Grokers: Bottom-Up Inductive Comprehension and Write-Time Intelligence over Typed Knowledge Graphs

Grokers: Bottom-Up Inductive Comprehension and Write-Time Intelligence over Typed Knowledge Graphs

Grokers:基于类型化知识图谱的自底向上归纳理解与写入时智能

Abstract: We present Grokers, an architecture for building persistent, structured comprehension of typed knowledge graphs through bottom-up inductive traversal of dependency subgraphs. Unlike retrieval-augmented generation (RAG), which pays full comprehension cost at every query, Grokers pushes intelligence to write time: autonomous Groker agents analyze nodes in a typed stream graph, extract structured attributes via governed language model (LM) calls, and inductively compose that understanding upward through dependency relations, writing enriched typed attributes that serve all future queries at zero additional LM cost.

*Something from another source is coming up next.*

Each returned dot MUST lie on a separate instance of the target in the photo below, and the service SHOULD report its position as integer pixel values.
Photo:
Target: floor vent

摘要: 我们提出了 Grokers,这是一种通过对依赖子图进行自底向上的归纳遍历,从而构建类型化知识图谱的持久化、结构化理解的架构。与检索增强生成(RAG)在每次查询时都需要支付完整的理解成本不同,Grokers 将智能处理前置到了“写入时”:自主的 Groker 代理分析类型化流图中的节点,通过受控的语言模型(LM)调用提取结构化属性,并沿着依赖关系将这些理解自底向上进行归纳组合,最终写入丰富的类型化属性,从而以零额外的 LM 成本服务于所有未来的查询。

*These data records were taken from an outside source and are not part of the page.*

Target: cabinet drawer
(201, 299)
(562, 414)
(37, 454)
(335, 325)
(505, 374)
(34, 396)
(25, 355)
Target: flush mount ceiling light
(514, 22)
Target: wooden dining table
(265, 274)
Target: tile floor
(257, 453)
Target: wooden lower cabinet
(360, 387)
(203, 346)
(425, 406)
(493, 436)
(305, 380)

We prove three formal properties: (1) the Byte-Identity Theorem, establishing that context blocks assembled from a transactionally-maintained denormalization index are byte-identical across LM turns between semantic changes, enabling KV-cache hit rates approaching 100%; (2) the Accumulation Monotonicity Theorem, establishing that the fraction of interactions resolved without LM calls is non-decreasing in the number of completed interactions under a governed wisdom library growth protocol; and (3) the Dual-Traversal Ordering Theorem, establishing that top-down generation and bottom-up comprehension are the unique correct traversal orderings for their respective tasks over a dependency DAG, and that their composition closes into a complete generation-comprehension cycle.

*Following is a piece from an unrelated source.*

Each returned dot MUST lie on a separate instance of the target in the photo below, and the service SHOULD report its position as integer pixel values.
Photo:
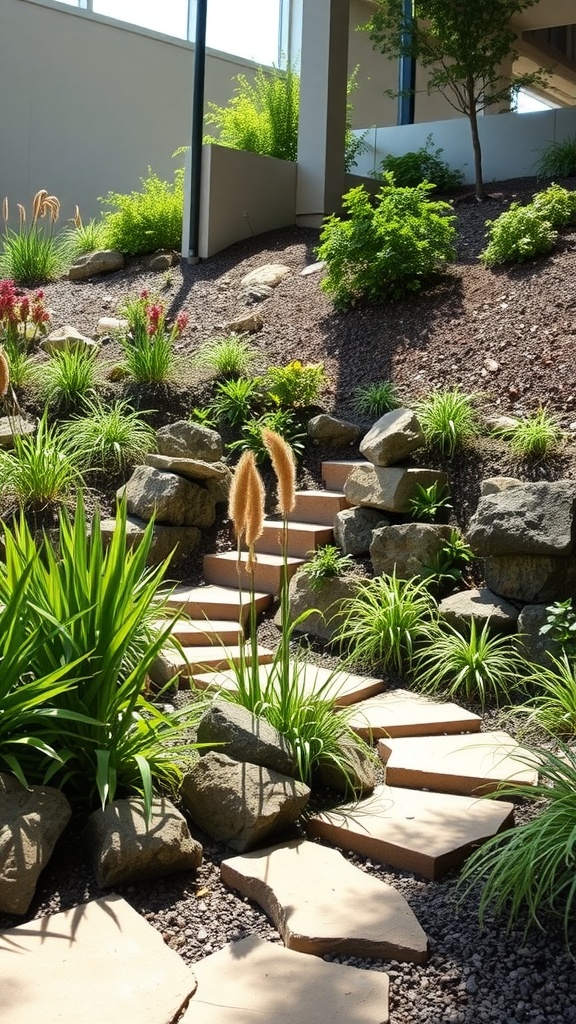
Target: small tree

我们证明了三个形式化属性:(1) 字节一致性定理(Byte-Identity Theorem),确立了从事务性维护的反规范化索引中组装的上下文块在语义变更之间的 LM 轮次中保持字节一致,使 KV 缓存命中率接近 100%;(2) 累积单调性定理(Accumulation Monotonicity Theorem),确立了在受控的知识库增长协议下,无需 LM 调用即可解决的交互比例随着已完成交互数量的增加而呈非递减趋势;(3) 双向遍历排序定理(Dual-Traversal Ordering Theorem),确立了自顶向下的生成和自底向上的理解是依赖有向无环图(DAG)中各自任务的唯一正确遍历顺序,且它们的组合构成了一个完整的“生成-理解”闭环。

We further present a deterministic alternative to embedding-based semantic search, with a synonym caching protocol whose LM fallback rate converges to zero for finite-vocabulary domains. A reference implementation is provided in the open-source Qbix / Safebox / Safebots stack.

此外,我们提出了一种基于嵌入的语义搜索的确定性替代方案,该方案包含一种同义词缓存协议,对于有限词汇领域,其 LM 回退率趋于零。该研究的参考实现已在开源的 Qbix / Safebox / Safebots 技术栈中提供。